Иван не знал этой муки раньше, не представлял, что такое может быть вообще. Болезнь хуже лихорадки, покруче зубной боли. Под сердцем все время холодок, картины одна хуже другой в воображении возникают. Немыслимо себе представить, что она в это время с другим, пусть даже просто разговаривает. А если — целуется, а в постели? Вот именно, зубная боль в сердце! Ни уснуть, ни на чем-то другом сосредоточиться, ни думать, ни делать — как отмороженный передвигаешься, отравленный жутким наркозом любви. Не слышишь ничего, не видишь, только ждешь, когда она придет, чтобы лечь в постель, Упасть и, без единого слова, долго мучить друг друга, ничего не видя перед собой, кроме дорогого лица, родного тела, этих губ, этих глаз, этой челки. Очень похоже на поезд, скорый поезд, с мельканьем вагонов на полустанке, с грохотом, лязгом, шумом, стуком и перестуком, так что и разобрать ничего невозможно, все сливается в одну сплошную точку.

И только ночью, возвращаясь после того ее дня рождения к себе, в семью, домой, он понял: произошло что-то страшное, непоправимое, и он может ее потерять.
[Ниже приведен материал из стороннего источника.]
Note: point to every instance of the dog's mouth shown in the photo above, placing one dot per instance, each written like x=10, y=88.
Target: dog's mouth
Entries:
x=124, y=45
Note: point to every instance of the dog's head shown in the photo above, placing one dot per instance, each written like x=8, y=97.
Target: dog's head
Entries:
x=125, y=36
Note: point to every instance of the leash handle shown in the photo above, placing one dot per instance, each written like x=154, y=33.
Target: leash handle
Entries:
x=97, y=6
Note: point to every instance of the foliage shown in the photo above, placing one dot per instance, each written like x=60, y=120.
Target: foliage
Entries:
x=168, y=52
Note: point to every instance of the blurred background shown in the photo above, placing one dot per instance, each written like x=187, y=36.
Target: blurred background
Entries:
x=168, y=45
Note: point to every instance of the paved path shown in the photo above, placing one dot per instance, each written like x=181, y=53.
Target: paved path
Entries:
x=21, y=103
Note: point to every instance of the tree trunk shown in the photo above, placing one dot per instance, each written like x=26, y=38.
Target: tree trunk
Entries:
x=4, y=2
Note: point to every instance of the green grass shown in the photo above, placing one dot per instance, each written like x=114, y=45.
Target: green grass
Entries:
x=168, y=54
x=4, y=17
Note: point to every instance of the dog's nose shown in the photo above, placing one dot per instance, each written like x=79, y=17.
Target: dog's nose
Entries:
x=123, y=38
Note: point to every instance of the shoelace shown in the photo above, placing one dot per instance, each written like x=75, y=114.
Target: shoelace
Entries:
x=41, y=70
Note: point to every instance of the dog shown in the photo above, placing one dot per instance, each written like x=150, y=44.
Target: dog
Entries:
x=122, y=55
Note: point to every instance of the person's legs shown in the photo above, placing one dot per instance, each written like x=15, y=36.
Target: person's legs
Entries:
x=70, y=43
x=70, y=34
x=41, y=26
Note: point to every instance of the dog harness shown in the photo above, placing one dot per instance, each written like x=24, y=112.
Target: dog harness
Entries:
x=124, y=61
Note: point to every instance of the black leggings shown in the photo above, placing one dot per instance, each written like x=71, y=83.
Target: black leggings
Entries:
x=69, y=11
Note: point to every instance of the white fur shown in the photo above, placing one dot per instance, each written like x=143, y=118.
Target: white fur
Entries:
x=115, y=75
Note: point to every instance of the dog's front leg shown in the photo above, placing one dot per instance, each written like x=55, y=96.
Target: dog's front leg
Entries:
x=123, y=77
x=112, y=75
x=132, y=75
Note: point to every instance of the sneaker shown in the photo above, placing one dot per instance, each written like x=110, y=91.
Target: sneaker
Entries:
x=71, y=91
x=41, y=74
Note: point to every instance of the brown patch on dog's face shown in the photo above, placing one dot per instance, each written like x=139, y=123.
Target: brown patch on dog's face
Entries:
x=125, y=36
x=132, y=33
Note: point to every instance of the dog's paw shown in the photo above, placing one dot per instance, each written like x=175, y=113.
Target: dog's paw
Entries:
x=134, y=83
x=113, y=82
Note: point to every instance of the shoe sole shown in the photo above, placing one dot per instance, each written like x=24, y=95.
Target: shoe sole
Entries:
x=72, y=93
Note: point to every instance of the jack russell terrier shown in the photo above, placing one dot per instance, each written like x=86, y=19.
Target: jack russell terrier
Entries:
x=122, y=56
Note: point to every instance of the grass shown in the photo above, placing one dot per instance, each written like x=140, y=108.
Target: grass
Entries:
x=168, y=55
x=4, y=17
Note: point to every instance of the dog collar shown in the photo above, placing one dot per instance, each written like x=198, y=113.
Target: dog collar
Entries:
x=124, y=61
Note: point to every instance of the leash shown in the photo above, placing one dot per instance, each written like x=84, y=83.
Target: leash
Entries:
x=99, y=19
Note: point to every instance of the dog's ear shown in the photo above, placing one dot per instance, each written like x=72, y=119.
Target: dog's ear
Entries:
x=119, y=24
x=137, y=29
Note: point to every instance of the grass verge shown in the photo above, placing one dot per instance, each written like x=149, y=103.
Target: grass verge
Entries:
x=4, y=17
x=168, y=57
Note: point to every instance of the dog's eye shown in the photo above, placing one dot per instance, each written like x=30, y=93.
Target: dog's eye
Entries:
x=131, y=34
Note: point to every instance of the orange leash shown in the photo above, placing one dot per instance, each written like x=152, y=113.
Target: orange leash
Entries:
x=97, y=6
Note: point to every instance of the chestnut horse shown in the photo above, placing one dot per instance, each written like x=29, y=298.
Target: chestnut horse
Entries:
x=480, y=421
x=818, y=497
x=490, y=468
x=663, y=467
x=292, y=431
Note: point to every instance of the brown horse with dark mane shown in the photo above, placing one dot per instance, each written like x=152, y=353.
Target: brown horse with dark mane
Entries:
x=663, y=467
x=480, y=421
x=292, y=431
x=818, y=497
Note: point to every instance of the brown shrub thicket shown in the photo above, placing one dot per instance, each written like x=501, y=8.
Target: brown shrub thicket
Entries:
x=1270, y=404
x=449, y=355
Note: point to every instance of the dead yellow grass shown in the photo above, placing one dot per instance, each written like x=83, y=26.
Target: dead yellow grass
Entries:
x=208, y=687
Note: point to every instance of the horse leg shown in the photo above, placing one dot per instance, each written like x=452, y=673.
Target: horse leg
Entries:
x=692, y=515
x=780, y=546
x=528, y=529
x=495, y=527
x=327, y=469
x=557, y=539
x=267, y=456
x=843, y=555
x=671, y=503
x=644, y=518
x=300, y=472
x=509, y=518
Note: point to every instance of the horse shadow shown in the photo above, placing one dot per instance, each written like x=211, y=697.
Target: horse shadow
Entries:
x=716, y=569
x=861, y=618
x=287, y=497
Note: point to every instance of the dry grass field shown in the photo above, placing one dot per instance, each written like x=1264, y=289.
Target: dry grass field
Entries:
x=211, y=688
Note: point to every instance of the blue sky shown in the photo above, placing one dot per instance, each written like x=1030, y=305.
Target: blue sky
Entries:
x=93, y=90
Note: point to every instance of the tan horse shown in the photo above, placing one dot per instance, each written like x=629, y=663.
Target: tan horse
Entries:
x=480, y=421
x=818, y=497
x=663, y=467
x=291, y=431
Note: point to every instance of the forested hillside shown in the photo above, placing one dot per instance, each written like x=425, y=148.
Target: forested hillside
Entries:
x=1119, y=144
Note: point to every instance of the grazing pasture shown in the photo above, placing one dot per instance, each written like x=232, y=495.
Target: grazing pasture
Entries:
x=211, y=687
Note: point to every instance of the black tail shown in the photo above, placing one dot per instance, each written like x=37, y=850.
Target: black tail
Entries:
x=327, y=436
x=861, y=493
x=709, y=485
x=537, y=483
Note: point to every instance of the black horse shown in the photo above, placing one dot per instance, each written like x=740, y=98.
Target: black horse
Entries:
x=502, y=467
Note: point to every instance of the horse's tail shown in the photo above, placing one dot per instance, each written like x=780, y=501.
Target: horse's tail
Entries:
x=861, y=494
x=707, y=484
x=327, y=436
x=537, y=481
Причем, запросто. Амба! Без вариантов, нельзя ничего предпринять, потому что все уже оказалось кем-то за него решенным. И чувствовать полное бессилие оттого, что проморгал, проворонил, выпустил из рук то, без чего не обойтись. Такая тоска нахлынула, такая злость! Почти без чувств, перед самым домом, заскочил в открытый допоздна гадюшник, влил в себя двести граммов водки, конфетой черствой, невкусной, из сои, закусил, и в почти бессознательном состоянии, почти на автопилоте, весь в наркозе, ввалился к себе, на Чкалова, в кафешку!

«Вот и в ресторан уже без меня…» - последнее, что промелькнуло в погасшем от алкогольной пустоши мозгу.